Quantum Characterization, Verification, and Validation
This is an advance summary of a forthcoming article in the Oxford Research Encyclopedia of Physics. Please check back later for the full article.
Quantum systems may outperform current digital technologies at various information processing tasks, such as simulating the dynamics of quantum systems and integer factorization. Quantum Characterization, Verification, and Validation (QCVV) is the procedure for estimating the quality of physical quantum systems for use as information processors. QCVV consists of three components.
Characterization means determining the effect of control operations on a quantum system, and the nature of external noise acting on the quantum system. The first characterization experiments (Rabi, Ramsey, and Hahn-echo) were developed in the context of nuclear magnetic resonance. As other effective two-level systems with varying noise models have been identified and couplings become more complex, additional techniques such as tomography and randomized benchmarking have been developed specifically for quantum information processing.

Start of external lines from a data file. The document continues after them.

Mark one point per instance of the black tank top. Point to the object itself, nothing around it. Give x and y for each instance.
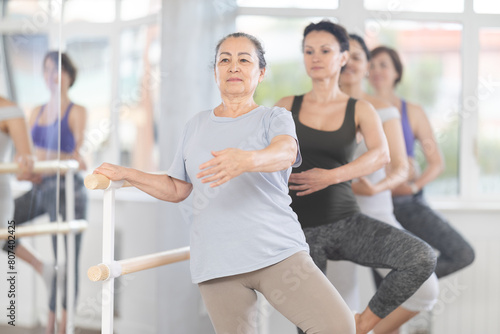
(327, 150)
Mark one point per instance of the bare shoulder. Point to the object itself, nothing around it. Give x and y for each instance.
(78, 111)
(6, 103)
(79, 108)
(285, 102)
(377, 102)
(415, 112)
(364, 107)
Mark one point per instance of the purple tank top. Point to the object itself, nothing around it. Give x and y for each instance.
(407, 132)
(45, 136)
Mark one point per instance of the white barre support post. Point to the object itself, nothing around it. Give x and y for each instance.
(108, 255)
(70, 252)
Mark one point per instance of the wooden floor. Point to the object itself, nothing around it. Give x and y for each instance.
(39, 330)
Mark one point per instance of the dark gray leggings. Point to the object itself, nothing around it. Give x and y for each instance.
(416, 216)
(369, 242)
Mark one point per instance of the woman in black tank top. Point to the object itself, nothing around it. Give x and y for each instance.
(327, 121)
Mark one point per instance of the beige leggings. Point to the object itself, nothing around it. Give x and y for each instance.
(295, 287)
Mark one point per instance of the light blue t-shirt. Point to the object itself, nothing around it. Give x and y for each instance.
(245, 224)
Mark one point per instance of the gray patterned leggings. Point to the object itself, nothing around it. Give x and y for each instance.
(369, 242)
(415, 215)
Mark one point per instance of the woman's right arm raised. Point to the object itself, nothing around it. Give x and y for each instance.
(163, 187)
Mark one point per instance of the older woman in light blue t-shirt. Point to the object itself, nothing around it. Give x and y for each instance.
(247, 238)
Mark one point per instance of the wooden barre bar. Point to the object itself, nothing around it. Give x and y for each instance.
(48, 228)
(99, 181)
(42, 166)
(103, 271)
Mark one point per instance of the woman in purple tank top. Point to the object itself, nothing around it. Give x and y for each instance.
(41, 199)
(410, 208)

Verification involves verifying that a control operation implements a desired ideal operation to within a specified precision. Often, these targets are set by the requirements for quantum error correction and fault-tolerant quantum computation in specific architectures.

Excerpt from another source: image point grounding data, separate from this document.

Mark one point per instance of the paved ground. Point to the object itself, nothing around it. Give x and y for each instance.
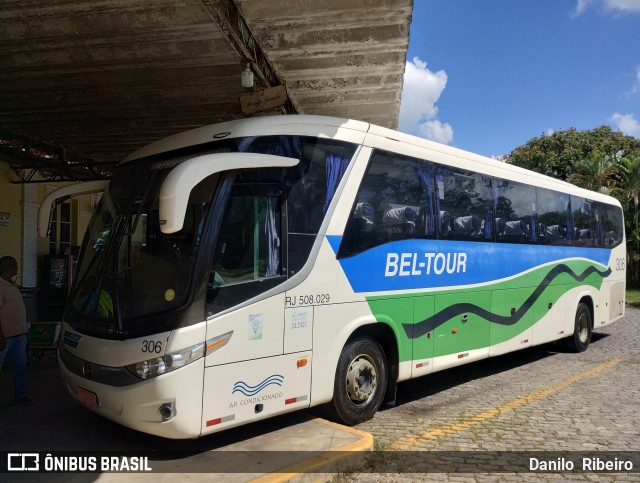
(540, 400)
(494, 414)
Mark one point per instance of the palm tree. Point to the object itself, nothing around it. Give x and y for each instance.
(629, 191)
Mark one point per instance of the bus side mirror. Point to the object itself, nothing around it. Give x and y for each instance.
(176, 188)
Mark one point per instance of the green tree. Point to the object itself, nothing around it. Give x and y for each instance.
(599, 159)
(556, 154)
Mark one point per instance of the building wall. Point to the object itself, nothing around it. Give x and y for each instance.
(10, 216)
(18, 224)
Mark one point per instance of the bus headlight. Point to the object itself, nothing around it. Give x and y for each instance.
(167, 363)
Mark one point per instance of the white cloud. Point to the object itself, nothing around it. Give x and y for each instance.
(418, 111)
(436, 131)
(635, 89)
(627, 124)
(608, 6)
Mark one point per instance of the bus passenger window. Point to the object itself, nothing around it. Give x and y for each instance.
(394, 202)
(463, 200)
(515, 213)
(554, 213)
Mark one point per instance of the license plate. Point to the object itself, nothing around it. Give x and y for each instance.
(89, 398)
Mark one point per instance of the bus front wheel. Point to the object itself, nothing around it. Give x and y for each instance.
(581, 337)
(360, 382)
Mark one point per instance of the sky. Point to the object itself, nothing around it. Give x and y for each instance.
(489, 75)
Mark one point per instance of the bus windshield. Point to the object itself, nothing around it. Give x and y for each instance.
(126, 256)
(131, 275)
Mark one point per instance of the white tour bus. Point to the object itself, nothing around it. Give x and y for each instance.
(255, 267)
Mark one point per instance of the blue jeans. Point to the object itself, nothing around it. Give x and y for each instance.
(17, 352)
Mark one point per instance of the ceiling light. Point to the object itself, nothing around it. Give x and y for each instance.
(247, 77)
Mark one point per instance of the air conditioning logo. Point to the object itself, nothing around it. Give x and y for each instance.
(23, 462)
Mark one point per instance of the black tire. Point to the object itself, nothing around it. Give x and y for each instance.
(579, 341)
(360, 383)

Validation is demonstrating that a quantum information processor can solve specific problems. For problems whose solution can be efficiently verified (e.g., prime factorization), validation may involve running a corresponding quantum algorithm (e.g., Shor’s algorithm) and analyzing the time taken to produce the correct solution. For problems whose solution cannot be efficiently verified, for example, quantum simulation, developing adequate techniques is an active area of research.
The essential features that make a device useful as a quantum information processor also create difficulties for QCVV, and specialized techniques have been developed to surmount these difficulties. The field is now entering a mature phase where a broad range of techniques can address all three tasks. As quantum information processors continue to scale up and improve, these three tasks look to become increasingly relevant, and many challenges remain.